The United States Department of Agriculture has awarded the West Virginia PCS Alliance money to install fiber broadband lines from its West Virginia center of operations to southern Pennsylvania.
The federal stimulus package grant is part of a USDA effort to bring high-speed internet to rural areas across the nation. $2.65 billion has been invested so far, with another $1 billion expected before October.
USDA Secretary Tom Vilsack says he expects 1.2 million American homes to be “positively impacted” by the end of the national project. Vilsack says the measure will also stimulate business growth and global connectedness. He says he anticipates about 5,000 jobs created nationwide, some of them permanent.
The Agriculture Secretary says his Department should follow up by encouraging broadband use once the infrastructure is in place.
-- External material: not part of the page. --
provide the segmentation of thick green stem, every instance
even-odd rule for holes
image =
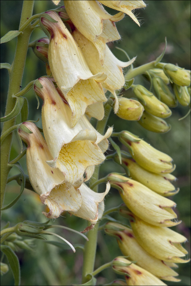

“Certainly, we’ve learned that with the Rural Utilities Service, and with rural electrification in the 30s and 40s, that there was at least initially some skepticism about it all, but as people saw the benefits, as they saw their neighbors utilizing it effectively to make their lives better, there was greater adoption and greater acceptance. That’s obviously what we’re going to have to continue to do with broadband.”
The Department of Agriculture website says the West Virginia PCS Alliance project “stands to benefit over 185,000 people” in Pennsylvania, Maryland, and West Virginia. Installation of underground broadband lines is slated for completion in 2011.